Written by Guillermo Troncoso.
Those little blue people are back in this unfortunate sequel to a terrible children’s film. Yep, this is the type of film to make a grouch out of every poor adult – or person above the age of five – that has to sit through 105 minutes of smurf-tacularly bad filmmaking.
The villainous Gargamel (Hank Azaria) is back with a dastardly plan to turn his new creations, Naughties (pretty much Smurfs – but gray), into Smurfs. When Smurfette is kidnapped and taken to Paris, a group of Smurfs get the help of Patrick (Neil Patrick Harris), his wife Grace (Jayma Mays) and his stepfather Victor (Brendan Gleeson) to get her back.
It’s actually almost impressive how many factors one movie can get wrong. Okay, this a kids film, but does that mean you have to treat the audience to such poor filmmaking and lackluster dialogue?
Where to begin. The film’s plot moves along at a fast enough pace, but the film still feels incredibly long. It all comes down to the poor construct of what is essentially one long chase. The Smurfs chase Smurfette all over Paris, always one step behind. This is all well and good, but you’ll be left wondering how you got from point A to B in such an inexplicable way. After a while every sequence is like a rehash of the one before it, placing a spotlight on the lack of imagination that has gone into the screenplay. Admittedly, these sort of spoils are easily forgiven in a film intended for children, but when you mix it up with a “message” that is hammered all the way through, then the annoyances begin to add up pretty quickly.
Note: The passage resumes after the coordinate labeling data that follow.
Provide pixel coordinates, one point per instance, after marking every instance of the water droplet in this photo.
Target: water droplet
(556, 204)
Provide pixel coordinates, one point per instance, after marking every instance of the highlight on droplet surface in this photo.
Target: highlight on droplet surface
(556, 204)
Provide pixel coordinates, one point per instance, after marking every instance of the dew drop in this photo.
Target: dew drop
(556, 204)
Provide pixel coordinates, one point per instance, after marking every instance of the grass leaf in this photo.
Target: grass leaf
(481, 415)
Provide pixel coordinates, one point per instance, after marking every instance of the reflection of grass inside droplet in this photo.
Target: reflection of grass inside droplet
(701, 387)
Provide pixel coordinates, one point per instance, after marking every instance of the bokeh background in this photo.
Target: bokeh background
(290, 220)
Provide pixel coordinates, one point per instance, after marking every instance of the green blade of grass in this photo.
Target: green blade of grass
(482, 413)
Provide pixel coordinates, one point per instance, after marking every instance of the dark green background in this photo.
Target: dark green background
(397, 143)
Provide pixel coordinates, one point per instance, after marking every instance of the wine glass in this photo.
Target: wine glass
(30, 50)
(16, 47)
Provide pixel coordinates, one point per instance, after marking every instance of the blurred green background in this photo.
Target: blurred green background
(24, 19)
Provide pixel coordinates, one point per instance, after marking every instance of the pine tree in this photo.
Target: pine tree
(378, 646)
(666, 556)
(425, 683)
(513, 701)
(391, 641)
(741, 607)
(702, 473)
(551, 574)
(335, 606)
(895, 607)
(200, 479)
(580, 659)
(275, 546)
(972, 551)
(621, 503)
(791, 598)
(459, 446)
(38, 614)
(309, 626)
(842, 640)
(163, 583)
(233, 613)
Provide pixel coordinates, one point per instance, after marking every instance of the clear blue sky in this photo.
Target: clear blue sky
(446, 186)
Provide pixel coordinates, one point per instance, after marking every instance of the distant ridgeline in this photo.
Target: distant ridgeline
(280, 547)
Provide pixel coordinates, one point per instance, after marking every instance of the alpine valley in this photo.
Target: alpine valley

Hank Azaria certainly puts in his all with Gargamel. Sure, he’s evil and clearly a bad guy, but after a while Azaria’s irritatingly over-the-top antics start to grate. His interactions with Azrael, a truly embarrassing CG cat, provide some slight comic relief – till they repeat everything. You can’t help but feel for the whole cast. Harris, Mays and Gleeson are all capable of so much more, but you can’t blame them for what starts out terrible on paper.
The film is surprisingly cruel, lingering on scenes of borderline torture and pain. I may be overreacting slightly, but there’s an uneasy sense of malice that seems at odds with the overall point they seem to be getting at. I suppose this could be a good way to introduce the little ones to torture-porn.
The dizzying 3D is simply tacked on to distract the kiddies from noticing the poor storyline and the inclusion of France is simply done as a deal with the tourism board. Terrible song choices, mediocre visual effects, awful dialogue and an overly preachy message. Yes, The Smurfs 2 manages to tick off as many negative boxes as you can in a children’s film. A small child may be more forgiving and they may even enjoy themselves, but anyone else will be looking for the Smurfin’ ‘Exit’ signs.